The Maldives has always been the Land of Sun, Sea and Sand. Each year, more than a million tourists explore the sunny beaches and blue ocean. Divers come for a swim with the Whale Sharks, Manta Rays, Eagle Rays, and so many varieties of stunning corals.
Beautiful as it is, the Maldives – the lowest-lying country on Earth –must always confront the severity of the climate change crisis. But the COVID-19 pandemic has unleashed new challenges and made existing debt vulnerabilities even worse. As an economy heavily dependent on tourism, the Maldives is expected to be one of the economies hardest hit by the pandemic.
The high level of fuel imports further exacerbates the fiscal challenges in the Maldives. In 2019, the country imported more than 700,000 metric tons of fuel, 80 percent of which consisted of diesel.
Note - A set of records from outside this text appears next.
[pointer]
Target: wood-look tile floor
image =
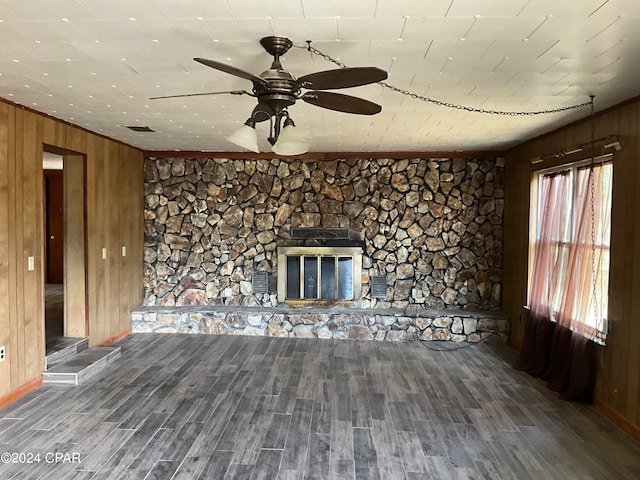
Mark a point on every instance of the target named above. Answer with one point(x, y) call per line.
point(229, 407)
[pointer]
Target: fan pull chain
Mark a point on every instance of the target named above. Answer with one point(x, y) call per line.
point(441, 103)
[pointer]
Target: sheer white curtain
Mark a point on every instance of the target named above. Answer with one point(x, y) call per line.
point(569, 279)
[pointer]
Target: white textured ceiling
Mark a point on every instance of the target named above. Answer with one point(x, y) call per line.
point(95, 63)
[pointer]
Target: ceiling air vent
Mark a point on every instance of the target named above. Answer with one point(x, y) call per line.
point(137, 128)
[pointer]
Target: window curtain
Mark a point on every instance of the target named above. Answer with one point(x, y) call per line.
point(558, 343)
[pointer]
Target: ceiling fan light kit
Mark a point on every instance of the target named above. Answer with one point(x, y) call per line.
point(276, 90)
point(290, 141)
point(246, 136)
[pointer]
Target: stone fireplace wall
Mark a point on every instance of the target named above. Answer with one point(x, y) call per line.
point(432, 227)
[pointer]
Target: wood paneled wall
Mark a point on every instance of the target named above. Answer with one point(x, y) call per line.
point(618, 381)
point(113, 175)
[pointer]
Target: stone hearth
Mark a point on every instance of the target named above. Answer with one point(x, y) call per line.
point(321, 322)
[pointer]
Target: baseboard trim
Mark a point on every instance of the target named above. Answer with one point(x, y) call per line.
point(622, 422)
point(20, 392)
point(115, 338)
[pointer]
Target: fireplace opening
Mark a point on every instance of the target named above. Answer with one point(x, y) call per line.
point(319, 275)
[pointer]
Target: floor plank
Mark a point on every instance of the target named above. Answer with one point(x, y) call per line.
point(223, 407)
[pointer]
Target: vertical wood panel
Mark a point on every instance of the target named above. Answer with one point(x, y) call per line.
point(18, 260)
point(22, 135)
point(632, 149)
point(33, 246)
point(74, 247)
point(113, 215)
point(5, 255)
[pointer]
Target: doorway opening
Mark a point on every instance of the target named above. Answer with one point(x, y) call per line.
point(64, 247)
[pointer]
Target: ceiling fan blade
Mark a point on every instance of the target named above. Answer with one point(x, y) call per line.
point(223, 67)
point(342, 78)
point(232, 92)
point(341, 103)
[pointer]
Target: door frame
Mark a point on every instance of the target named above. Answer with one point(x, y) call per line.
point(76, 318)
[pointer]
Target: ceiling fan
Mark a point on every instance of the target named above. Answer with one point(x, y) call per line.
point(276, 89)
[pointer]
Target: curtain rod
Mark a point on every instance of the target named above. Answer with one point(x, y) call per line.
point(610, 141)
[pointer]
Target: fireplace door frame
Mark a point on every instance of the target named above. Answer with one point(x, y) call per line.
point(313, 294)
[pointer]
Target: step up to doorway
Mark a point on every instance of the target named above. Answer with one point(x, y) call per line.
point(80, 367)
point(62, 349)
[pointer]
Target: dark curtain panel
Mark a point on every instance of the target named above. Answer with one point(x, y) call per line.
point(570, 265)
point(563, 358)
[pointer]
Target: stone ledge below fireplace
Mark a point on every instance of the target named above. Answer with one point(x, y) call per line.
point(412, 323)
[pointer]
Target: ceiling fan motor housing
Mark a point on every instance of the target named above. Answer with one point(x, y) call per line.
point(281, 90)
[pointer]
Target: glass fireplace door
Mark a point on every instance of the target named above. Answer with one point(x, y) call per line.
point(319, 273)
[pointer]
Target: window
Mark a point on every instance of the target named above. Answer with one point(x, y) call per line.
point(569, 247)
point(319, 273)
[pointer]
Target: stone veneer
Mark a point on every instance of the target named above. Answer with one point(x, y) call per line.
point(432, 227)
point(355, 324)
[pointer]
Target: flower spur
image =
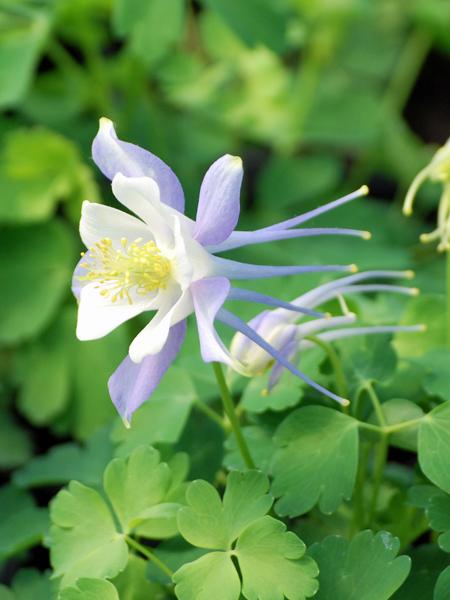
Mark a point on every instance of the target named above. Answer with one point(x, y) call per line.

A significant amount of this imported diesel is used for power generation by the utilities. Reliance on expensive imported diesel for power generation, the lack of economies of scale, and poor quality of infrastructure have resulted in a high cost of electricity service in the country.
Leading by example
In the face of these challenges, the Maldives has consistently focused on increasing the share of renewable energy in its energy mix.
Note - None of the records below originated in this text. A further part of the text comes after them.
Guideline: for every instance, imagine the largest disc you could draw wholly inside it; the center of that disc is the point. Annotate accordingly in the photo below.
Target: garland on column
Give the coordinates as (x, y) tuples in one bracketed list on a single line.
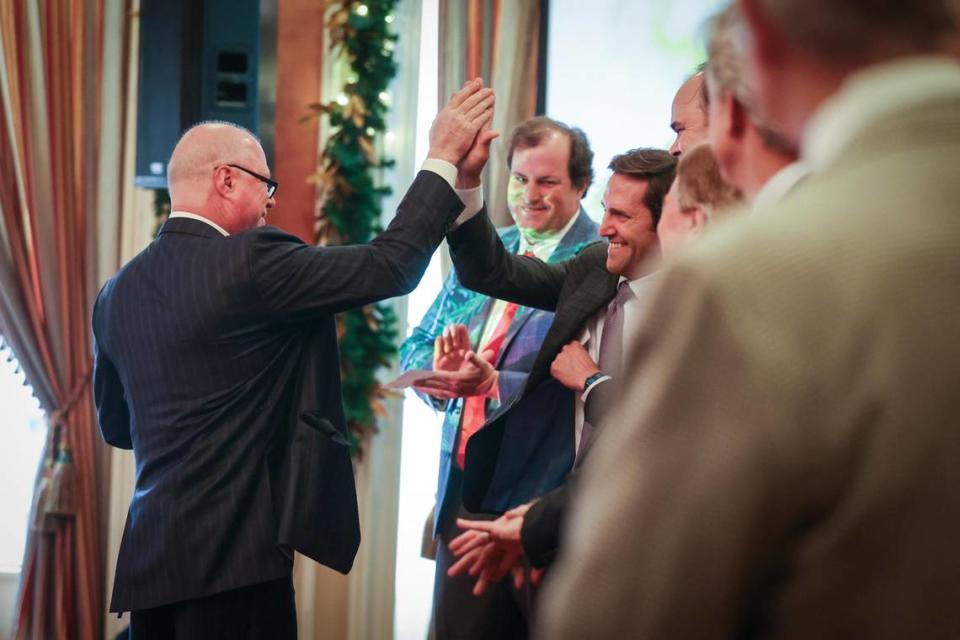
[(349, 201)]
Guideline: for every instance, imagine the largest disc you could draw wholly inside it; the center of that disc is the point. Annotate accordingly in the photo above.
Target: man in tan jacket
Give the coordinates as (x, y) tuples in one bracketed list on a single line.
[(787, 450)]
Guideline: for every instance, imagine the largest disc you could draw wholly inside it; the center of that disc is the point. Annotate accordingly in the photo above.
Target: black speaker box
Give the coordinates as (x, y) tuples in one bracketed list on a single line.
[(198, 61)]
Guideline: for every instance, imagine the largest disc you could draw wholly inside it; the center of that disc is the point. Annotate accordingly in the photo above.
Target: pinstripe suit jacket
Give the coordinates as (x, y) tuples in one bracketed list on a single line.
[(527, 448), (216, 362)]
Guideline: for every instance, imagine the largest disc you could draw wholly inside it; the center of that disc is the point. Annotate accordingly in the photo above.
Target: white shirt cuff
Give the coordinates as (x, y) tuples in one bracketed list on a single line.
[(472, 203), (596, 382)]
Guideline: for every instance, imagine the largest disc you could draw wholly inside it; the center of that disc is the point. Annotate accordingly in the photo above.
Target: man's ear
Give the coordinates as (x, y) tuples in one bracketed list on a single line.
[(698, 219), (763, 39)]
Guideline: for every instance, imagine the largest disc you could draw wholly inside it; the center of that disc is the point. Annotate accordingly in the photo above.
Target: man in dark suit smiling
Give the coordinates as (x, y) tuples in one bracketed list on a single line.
[(216, 362)]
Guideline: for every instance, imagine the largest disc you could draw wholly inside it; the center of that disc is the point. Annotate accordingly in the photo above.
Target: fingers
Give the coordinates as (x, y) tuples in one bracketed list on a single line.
[(479, 362), (519, 511), (479, 526), (484, 138), (536, 575), (476, 103), (517, 572), (468, 541)]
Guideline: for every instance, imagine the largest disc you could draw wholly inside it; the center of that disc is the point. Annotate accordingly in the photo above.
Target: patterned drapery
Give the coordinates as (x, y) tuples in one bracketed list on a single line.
[(60, 127)]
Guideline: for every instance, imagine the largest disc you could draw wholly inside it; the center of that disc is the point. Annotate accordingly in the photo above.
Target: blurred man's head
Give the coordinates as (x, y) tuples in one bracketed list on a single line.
[(698, 194), (688, 115), (550, 172), (632, 205), (749, 151), (218, 170), (797, 53)]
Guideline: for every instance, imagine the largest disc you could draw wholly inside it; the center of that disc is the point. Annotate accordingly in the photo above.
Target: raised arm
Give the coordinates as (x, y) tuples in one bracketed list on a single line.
[(483, 264), (298, 281)]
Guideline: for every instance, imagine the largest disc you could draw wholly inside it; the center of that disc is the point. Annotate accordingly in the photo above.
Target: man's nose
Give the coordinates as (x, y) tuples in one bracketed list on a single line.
[(532, 193), (675, 147), (606, 228)]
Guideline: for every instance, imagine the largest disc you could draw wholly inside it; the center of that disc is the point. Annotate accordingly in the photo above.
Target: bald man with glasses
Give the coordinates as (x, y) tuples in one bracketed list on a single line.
[(217, 363)]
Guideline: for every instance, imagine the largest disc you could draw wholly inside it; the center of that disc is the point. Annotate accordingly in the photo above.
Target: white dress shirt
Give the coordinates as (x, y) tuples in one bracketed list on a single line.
[(440, 167), (633, 310)]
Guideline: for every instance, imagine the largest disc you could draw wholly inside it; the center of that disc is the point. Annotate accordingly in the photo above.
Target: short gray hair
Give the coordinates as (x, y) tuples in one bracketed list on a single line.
[(864, 31), (724, 74)]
The World Bank has supported the government through the Accelerating Sustainable Private Investment in Renewable Energy (ASPIRE) project, which began in 2014, and the recently launched Accelerating Renewable Energy Integration and Sustainable Energy (ARISE) project.
The Maldives has a net-zero target by 2030, one of the most ambitious targets for an island nation. To help meet this target, the ASPIRE project has supported two rounds of competitive bidding of solar Photovoltaic Independent Power Producers (PV IPPs) with a total generation capacity of 6.5 megawatts (MW) in the Greater Malé region. A comprehensive risk mitigation package was financed by the Bank and offered by the government to reduce risks and leverage private sector investment.
Open for investment
The government has recently announced three more tenders: Two pre-qualification documents on 11-14 MW of solar projects and 40-megawatt hour (MWh) of Battery Energy Storage System under the ARISE project, and an 11 MW request for proposal under the ASPIRE project (Phase Three).
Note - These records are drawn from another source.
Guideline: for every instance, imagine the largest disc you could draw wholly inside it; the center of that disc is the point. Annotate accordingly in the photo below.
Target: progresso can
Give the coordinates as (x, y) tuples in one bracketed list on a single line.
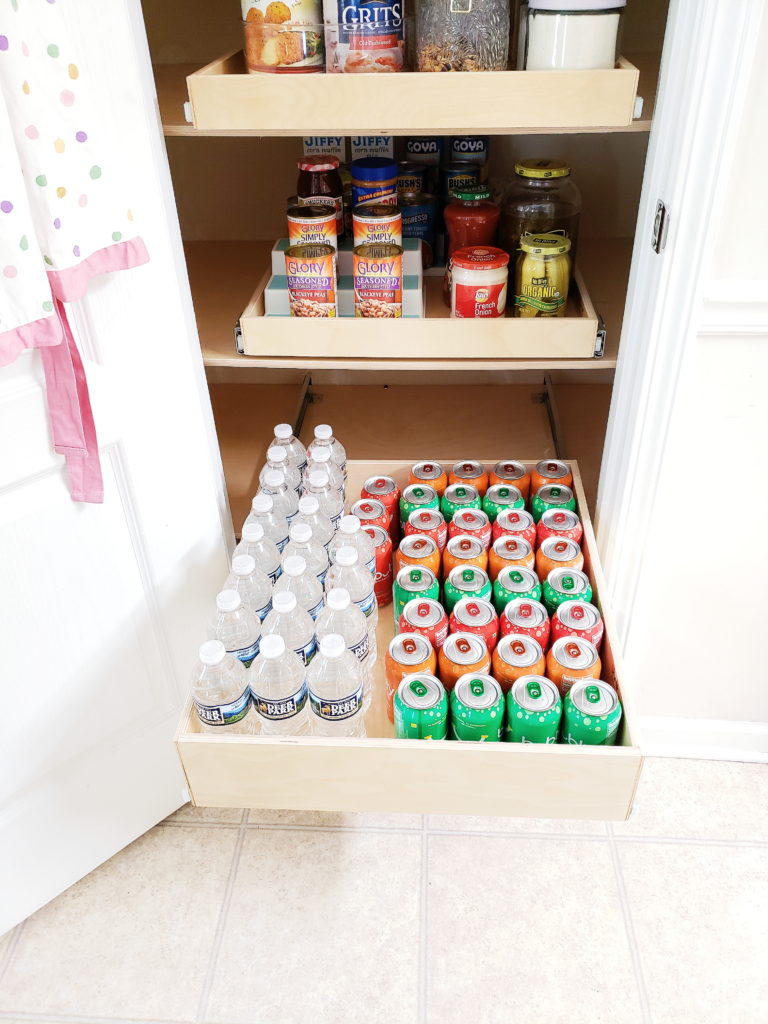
[(477, 709)]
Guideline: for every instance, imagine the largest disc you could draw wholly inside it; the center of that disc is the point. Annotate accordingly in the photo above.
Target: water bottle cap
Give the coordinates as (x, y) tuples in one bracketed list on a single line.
[(333, 645), (338, 598), (212, 652), (294, 565), (272, 645), (228, 600)]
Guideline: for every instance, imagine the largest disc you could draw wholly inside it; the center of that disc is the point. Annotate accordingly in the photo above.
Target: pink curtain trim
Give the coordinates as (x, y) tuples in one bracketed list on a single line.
[(72, 284)]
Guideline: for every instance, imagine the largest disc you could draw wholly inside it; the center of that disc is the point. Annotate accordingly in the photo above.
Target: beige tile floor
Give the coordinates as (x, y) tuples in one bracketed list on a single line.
[(279, 916)]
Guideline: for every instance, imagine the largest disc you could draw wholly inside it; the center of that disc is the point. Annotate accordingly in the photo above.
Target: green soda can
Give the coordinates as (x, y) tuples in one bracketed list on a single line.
[(412, 582), (565, 585), (477, 709), (534, 711), (501, 497), (415, 498), (551, 496), (592, 713), (469, 581), (421, 709), (513, 583), (459, 497)]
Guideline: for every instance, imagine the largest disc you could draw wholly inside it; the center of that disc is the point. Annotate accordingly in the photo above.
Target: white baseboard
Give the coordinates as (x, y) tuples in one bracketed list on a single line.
[(712, 739)]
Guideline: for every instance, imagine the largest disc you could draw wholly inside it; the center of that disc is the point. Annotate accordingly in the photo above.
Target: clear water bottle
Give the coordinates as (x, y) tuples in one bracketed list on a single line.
[(276, 459), (220, 691), (340, 615), (312, 515), (236, 626), (351, 535), (284, 436), (293, 624), (336, 690), (298, 580), (273, 522), (279, 689), (302, 543), (329, 498), (260, 548), (254, 587)]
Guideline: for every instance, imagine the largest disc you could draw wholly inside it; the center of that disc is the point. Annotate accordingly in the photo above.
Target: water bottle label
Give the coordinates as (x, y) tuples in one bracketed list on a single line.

The attractiveness of the Maldives’ energy sector is reflected in the fact that more than 61 global investors showed interest in the pre-qualification of the 21 MW solar Photovoltaic (PV) that was floated during COVID times. The ASPIRE 5 MW project (Phase Two) signed at $10.9 cents in December 2020 not only signals one of the lowest tariffs for a Small Island Developing State (SIDS), but also helps the Maldives gain the pole position in trying to achieve their renewable goals. This will usher in a new phase of innovation for the Maldives, with the new phase exploring the potential for offshore wind, tidal energy, hydrogen fuel cell and electric vehicles (EVs).
A slew of World Bank-funded projects will contribute to reaching the 2030 target. Supported by the World Bank Group, the government also hosted an investor conference on June 23 with global energy leaders and investors. The conference, which saw the participation of over 196 participants including 131 investors from all across the globe, focused on the next steps for the Maldives in achieving its renewable energy goals while highlighting the upcoming investment opportunities in the Maldives renewable energy growth story.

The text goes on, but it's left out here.